Polish patriots kidnap a Romanov Grand Duke while he's on a holiday in Vienna. The Grand Duke is played by Robert Young and he's with Frank Morgan as his protector. That alone should tell you Romanov security stinks big time. Young's seduced and led to his kidnappers by the lovely Maureen O'Sullivan.
She's got a good reason for doing it, her father's in a Czarist prison awaiting a death sentence. The idea is to swap Young for dad. But for some reason I absolutely can't fathom, the Poles are afraid their note explaining their demands to the Czar won't reach him.
The Poles get William Powell to deliver the message and the Russians have their own agent Luise Rainer. The note is to be delivered in one of a pair of Louis XV candlesticks and Powell and Rainer run all over Europe, Vienna, Paris, London and finally St.
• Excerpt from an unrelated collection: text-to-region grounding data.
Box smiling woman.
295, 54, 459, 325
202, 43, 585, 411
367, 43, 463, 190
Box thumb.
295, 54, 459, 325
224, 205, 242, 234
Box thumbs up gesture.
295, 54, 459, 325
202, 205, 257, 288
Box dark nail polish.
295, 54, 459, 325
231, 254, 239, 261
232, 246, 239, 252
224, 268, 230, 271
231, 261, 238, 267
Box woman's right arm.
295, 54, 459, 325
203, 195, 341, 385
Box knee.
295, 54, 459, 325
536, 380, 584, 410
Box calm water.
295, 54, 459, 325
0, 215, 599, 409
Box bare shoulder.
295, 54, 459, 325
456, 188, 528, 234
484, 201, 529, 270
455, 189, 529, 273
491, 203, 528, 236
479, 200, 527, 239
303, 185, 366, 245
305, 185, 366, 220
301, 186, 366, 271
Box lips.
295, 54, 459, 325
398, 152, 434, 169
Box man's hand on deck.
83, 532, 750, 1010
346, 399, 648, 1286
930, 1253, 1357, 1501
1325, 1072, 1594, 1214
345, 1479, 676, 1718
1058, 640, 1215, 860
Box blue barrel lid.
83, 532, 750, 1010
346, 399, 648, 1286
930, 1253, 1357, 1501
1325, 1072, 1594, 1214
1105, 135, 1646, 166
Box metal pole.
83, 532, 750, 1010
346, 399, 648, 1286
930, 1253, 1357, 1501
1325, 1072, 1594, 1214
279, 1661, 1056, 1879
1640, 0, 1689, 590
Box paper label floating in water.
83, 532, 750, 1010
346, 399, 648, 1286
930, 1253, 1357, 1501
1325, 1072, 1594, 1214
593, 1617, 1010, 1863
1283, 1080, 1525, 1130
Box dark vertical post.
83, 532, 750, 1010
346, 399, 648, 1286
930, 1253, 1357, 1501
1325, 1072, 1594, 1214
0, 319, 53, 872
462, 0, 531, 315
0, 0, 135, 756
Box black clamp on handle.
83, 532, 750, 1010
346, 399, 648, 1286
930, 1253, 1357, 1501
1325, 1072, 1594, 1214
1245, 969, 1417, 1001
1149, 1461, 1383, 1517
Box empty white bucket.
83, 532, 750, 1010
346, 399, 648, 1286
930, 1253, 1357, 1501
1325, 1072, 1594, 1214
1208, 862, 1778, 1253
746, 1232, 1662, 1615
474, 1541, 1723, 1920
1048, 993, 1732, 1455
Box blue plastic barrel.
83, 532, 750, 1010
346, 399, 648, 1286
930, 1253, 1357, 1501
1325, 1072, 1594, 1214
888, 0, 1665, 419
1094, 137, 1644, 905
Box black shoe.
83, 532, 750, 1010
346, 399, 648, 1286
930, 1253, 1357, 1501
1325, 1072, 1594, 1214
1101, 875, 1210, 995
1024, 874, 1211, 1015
Petersburg. Naturally of course the opposing spies are falling for each other.
The same plot gambit was used by MGM in Operator 13 with Gary Cooper and Marion Davies in the American Civil War and also in The Firefly with Allan Jones and Jeanette MacDonald. Those were pretty good films, but MGM came up short with this one. The Emperor's Candlesticks wastes a pretty good cast in a very trite and incoherent story that Powell and Rainer can't save no matter how much they turn on the charm.